For our final prototype assignment for our CAGD 170 Game development Assignment, we were to choose partners and create a game. We had total freedom with this assignment and had the ability to choose any game genre and make any type of game we decided to do.
After pitches were made, I went up to my teammate to help make the game idea he pitched. He pitched an idea for a trivia game about sailing. I liked the idea because I love sea trivia such as pirates, myths, and viking trivia. So we decided to go with that game idea. We named our game “Sink or Sail!”
At first, the game was simply players being asked trivia questions on index cards, with the possible 4 answers on the index card and the answer on the back.
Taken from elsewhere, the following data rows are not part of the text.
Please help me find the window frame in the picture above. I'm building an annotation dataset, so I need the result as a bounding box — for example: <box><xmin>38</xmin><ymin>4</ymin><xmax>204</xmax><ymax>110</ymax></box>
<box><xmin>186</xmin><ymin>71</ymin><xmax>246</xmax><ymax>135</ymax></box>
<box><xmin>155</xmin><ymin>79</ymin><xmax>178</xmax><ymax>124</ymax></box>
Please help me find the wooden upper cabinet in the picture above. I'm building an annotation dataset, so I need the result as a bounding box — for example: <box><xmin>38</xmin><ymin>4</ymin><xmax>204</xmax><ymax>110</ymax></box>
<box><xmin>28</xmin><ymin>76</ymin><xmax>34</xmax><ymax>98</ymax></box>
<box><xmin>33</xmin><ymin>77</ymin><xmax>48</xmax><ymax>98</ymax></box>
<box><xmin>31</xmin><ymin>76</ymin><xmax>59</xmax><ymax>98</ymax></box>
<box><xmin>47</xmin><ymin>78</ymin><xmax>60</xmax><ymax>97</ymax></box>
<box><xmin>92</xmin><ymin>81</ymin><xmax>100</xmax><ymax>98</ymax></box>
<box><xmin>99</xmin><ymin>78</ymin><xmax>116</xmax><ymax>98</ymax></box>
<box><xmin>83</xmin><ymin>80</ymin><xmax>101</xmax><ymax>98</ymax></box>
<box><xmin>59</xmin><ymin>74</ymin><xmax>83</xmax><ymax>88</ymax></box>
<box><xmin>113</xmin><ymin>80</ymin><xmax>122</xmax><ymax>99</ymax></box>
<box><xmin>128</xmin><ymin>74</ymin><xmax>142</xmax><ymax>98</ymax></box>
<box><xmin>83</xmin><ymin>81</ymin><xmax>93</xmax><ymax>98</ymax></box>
We never intended to use this method for the final result, we were just using the index cards to gauge if the questions were too hard, too easy, or too niche for players to understand.
We decided that just asking questions wasn’t engaging enough for players. So we decided to do a “dual-screen” concept, similar to a Wii U. We decided to have an electronic screen that has the Questions and Answers, and as a second screen, a board that players can either move up or down. When players get questions right, they move up, and when they get questions wrong, they move down.
I was in charge of the first, electronic screen and my teammate created the amazing second screen. This made players much more receptive to the game, as the game was not simply a trivia game anymore. The board game element helped players become more invested, and gave them more incentive to answer smartly.
With the board element, we made it so if players give correct answers they can move up the board. When moving up, players can receive positive bonuses at certain spaces they can hold onto and use on certain questions, such as being able to call a friend, ask a game master, ask Google, etc. However, moving down the board would cause players to receive negative bonuses such as being forced to answer the next question.
This gave players incentive to answer correctly and also gave them incentive to not answer frivolously, as there was punishment for answering incorrectly.
We had about 26 people play test our game. 23 of the play testers were college aged CAGD majors. About 60% of players were men and 40% were women. On average, reviews were positive, however some felt that questions were too hard, or that the game dragged on for too long.
To combat this, we either trimmed or cut questions players had the most problems with. We also embedded a 30 second timer in order to cut our playtime from an average of 15-20 minutes to 7 minutes. This worked much better, as trivia games on average do not work with extremely long play times.
I learned from this game assignment that the more enthusiasm you put into your game, the more players will respond positively to your game. I think players had fun, even though the game was a trivia game about subject matter not many players knew much about, because my group mate and I kept the game fast paced and had an upbeat attitude.